Essential Insights on Vitamins and Dietary Supplements
Discover essential information about vitamins and supplements, including their benefits, deficiencies, and how to choose the right products for optimal health. This guide helps you understand the differences between natural vitamins and manufactured supplements, emphasizing safe usage tailored to individual needs and stages of life.

Vitamins are organic compounds obtained from various foods that are vital for the body's proper functioning. Insufficient vitamin levels can make individuals more prone to health issues and diseases. While a balanced diet typically meets nutritional needs, some people require additional support through supplements. This article covers four important aspects of vitamins and supplements to help you make informed choices.
Key facts about vitamins and supplements
There are 13 recognized vitamins, each with a range of supplement options. Here’s a quick overview of their benefits and deficiencies:
Vitamin A/Retinol
Essential for eye health, this fat-soluble vitamin is found in carrots, pumpkins, dairy, and leafy greens. Deficiency can lead to night blindness. The recommended daily intake is 700 mcg.
Vitamin B1/Thiamine
Water-soluble and energy-boosting, it’s present in grains, oranges, and vegetables. A lack can cause beriberi. The daily AI is 1.1 mg.
Vitamin B2/Riboflavin
Important for metabolism, available in dairy, bananas, and green beans. Deficiency causes inflammation of lips and fissures. Daily AI is 1.1 mg.
Vitamin B3/Niacin
Supports cell growth, found in broccoli, nuts, and lentils.
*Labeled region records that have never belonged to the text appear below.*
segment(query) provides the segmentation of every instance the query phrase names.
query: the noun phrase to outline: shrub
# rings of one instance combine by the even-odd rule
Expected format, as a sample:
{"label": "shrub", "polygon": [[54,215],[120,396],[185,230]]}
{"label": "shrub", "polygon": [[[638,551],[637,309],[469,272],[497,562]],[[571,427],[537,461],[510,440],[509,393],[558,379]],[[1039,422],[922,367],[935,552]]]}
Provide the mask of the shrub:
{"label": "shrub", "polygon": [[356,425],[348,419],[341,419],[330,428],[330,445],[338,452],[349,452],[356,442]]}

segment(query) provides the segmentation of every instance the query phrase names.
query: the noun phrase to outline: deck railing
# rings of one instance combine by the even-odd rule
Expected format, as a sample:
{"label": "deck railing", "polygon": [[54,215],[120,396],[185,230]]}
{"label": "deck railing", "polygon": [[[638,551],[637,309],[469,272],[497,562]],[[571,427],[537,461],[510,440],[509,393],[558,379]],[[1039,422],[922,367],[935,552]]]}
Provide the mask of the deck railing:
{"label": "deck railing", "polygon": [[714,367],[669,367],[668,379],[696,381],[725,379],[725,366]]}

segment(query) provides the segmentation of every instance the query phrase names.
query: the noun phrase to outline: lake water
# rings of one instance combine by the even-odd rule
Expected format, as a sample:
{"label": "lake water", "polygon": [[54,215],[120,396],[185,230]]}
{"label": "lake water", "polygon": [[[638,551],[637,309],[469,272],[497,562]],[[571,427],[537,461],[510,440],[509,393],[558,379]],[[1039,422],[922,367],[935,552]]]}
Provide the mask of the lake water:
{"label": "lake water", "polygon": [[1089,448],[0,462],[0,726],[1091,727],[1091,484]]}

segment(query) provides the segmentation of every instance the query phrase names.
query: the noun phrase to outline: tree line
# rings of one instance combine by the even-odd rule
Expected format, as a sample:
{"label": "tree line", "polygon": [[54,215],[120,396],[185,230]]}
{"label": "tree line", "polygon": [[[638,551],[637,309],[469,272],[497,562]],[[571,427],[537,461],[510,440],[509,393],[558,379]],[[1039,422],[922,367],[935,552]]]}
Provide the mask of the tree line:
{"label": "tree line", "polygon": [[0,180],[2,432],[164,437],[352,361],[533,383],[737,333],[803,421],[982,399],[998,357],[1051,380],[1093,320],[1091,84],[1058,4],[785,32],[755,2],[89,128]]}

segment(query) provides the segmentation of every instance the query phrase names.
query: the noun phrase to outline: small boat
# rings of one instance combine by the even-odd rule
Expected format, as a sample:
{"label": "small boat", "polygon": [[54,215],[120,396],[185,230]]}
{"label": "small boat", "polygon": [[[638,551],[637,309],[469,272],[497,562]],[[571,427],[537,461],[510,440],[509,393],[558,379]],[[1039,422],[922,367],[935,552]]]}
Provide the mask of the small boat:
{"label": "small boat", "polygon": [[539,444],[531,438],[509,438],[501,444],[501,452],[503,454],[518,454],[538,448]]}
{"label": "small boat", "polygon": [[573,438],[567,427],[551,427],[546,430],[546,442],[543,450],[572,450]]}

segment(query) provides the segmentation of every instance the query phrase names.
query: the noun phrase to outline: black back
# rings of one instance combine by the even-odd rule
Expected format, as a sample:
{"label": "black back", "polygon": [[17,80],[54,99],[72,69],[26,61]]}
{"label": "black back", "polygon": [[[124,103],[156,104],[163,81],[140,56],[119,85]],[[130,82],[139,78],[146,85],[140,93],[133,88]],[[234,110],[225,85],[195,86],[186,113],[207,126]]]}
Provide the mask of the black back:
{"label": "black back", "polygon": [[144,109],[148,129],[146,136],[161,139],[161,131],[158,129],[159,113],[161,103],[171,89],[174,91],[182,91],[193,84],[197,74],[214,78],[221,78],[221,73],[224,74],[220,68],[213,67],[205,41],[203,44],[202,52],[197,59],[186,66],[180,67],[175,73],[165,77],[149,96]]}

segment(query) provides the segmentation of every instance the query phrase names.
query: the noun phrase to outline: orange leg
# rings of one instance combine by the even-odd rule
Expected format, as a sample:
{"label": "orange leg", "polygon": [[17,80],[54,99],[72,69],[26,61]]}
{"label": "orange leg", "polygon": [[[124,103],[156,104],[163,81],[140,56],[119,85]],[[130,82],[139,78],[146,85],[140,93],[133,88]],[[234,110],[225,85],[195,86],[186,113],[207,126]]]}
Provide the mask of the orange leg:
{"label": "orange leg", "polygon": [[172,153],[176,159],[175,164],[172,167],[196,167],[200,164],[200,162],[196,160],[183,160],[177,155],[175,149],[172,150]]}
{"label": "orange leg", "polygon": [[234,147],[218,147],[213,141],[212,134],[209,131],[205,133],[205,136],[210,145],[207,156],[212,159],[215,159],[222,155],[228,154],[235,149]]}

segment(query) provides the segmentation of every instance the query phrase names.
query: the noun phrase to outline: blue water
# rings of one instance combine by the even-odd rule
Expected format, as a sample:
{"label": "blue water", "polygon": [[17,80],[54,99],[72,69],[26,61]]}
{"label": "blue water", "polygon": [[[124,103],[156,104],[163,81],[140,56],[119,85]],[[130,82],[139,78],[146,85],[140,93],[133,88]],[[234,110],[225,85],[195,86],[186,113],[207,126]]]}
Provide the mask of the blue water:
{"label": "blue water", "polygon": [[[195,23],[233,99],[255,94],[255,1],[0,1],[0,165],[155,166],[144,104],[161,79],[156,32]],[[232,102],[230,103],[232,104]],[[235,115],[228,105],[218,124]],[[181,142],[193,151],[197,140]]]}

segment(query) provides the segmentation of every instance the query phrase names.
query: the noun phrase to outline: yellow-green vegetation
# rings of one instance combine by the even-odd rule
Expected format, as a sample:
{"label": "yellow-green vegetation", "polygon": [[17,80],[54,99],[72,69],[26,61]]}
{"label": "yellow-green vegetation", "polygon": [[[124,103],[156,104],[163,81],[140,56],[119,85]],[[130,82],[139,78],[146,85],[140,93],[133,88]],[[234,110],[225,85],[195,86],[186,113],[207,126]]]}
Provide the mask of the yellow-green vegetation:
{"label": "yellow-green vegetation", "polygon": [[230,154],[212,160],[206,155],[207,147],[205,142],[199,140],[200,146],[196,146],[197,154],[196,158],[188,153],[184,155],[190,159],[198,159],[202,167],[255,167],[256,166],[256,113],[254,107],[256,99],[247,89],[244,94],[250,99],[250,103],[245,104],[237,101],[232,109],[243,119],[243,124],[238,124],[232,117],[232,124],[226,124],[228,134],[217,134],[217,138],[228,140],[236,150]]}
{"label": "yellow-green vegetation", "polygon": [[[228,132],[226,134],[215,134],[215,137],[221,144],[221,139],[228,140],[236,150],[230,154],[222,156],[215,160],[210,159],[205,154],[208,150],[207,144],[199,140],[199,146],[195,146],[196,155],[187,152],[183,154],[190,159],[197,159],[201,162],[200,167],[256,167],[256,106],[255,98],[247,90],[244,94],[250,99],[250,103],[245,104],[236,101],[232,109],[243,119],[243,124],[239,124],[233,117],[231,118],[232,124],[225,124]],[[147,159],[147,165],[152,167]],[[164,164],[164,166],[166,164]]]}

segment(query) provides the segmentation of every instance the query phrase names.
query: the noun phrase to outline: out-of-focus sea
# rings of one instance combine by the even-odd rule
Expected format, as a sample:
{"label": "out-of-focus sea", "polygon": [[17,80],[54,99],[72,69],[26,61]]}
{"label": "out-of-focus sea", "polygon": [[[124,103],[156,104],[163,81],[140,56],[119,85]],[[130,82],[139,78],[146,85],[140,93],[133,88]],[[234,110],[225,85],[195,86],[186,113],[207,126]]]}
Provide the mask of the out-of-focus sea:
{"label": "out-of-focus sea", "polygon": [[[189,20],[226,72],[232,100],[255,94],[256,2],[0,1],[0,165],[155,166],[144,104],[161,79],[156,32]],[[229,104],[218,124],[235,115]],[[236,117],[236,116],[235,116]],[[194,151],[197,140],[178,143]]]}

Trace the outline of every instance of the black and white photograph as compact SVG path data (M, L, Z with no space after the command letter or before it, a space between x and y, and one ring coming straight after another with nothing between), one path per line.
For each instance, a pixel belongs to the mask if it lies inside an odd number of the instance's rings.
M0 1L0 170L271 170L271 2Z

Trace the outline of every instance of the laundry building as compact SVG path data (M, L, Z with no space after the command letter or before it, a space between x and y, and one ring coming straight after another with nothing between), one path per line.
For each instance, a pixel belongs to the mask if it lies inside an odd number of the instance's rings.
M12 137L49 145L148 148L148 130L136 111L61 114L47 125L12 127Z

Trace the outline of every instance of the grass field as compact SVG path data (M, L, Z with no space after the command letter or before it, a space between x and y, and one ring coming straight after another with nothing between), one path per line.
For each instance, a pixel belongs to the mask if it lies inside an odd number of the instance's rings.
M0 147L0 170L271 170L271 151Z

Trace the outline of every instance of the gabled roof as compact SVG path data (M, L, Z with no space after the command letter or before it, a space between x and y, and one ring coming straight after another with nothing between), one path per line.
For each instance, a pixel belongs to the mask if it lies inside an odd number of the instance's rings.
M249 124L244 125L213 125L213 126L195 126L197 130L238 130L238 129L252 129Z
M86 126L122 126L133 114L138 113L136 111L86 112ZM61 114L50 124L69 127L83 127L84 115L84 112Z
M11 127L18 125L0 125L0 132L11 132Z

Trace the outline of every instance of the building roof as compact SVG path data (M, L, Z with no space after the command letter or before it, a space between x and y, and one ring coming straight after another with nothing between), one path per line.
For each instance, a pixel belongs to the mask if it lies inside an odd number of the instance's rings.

Deficiency leads to Pellagra. The AI is 14 mg daily.
Vitamin B5/Pantothenic Acid
Keeps energy levels high, sourced from whole grains and avocados. Deficiency can cause numbness. Daily AI is 5 mg.
Vitamin B6/Pyridoxine
Vital for red blood cell formation, present in bananas and chickpeas. Deficiency may cause anemia. The daily AI is 1.3 mg.
Vitamin B7/Biotin
Supports keratin production and carbohydrate/protein metabolism. Found in spinach and broccoli. A lack can cause dermatitis. Daily AI is 30 mcg.
Vitamin B9/Folic Acid
Crucial for DNA synthesis and fetal development, abundant in leafy greens and seeds. The AI is 400 mcg.
Vitamin B12/Cyanocobalamin
Important for neurological health, in dairy, fortified cereals, and soy. Deficiency can cause nerve issues. Daily AI is 2.4 mcg.
Vitamin C/Ascorbic Acid
Supports immunity and tissue repair, found in fruits and vegetables. Deficiency slows wound healing. Daily AI is 75 mg.
Vitamin D/Ergocalciferol
For bone health, sourced from sun exposure and fortified foods. Deficiency causes rickets; daily AI is 15 mcg.
Vitamin E/Tocopherol
Acts as an antioxidant, found in nuts and oils. Deficiency can cause blood cell damage. Daily AI is 15 mg.
Vitamin K/Phylloquinone
Essential for blood clotting, available in figs and parsley. Deficiency can impair clotting. Daily AI is 90 mcg.
Differences Between Vitamins and Supplements
Vitamins are naturally occurring organic compounds in foods, while supplements are manufactured, either synthetically or naturally derived. Vitamins play vital roles in metabolism regulation, whereas supplements support energy, growth, and bodily functions. Excess intake of either can be harmful, but deficiencies are linked to various health conditions, such as vitamin A deficiency causing vision problems.
Choosing the Right Supplement
Individuals with specific health conditions, pregnant women, seniors, infants, or those undergoing treatments should consult healthcare professionals before supplementing. When selecting a supplement, consider:
Consult a healthcare provider.
Ensure it aligns with your health status and treatments.
Check for interactions on labels.
Verify that the supplement’s ingredients and % daily values meet safety standards.
Choose products approved by relevant regulatory bodies.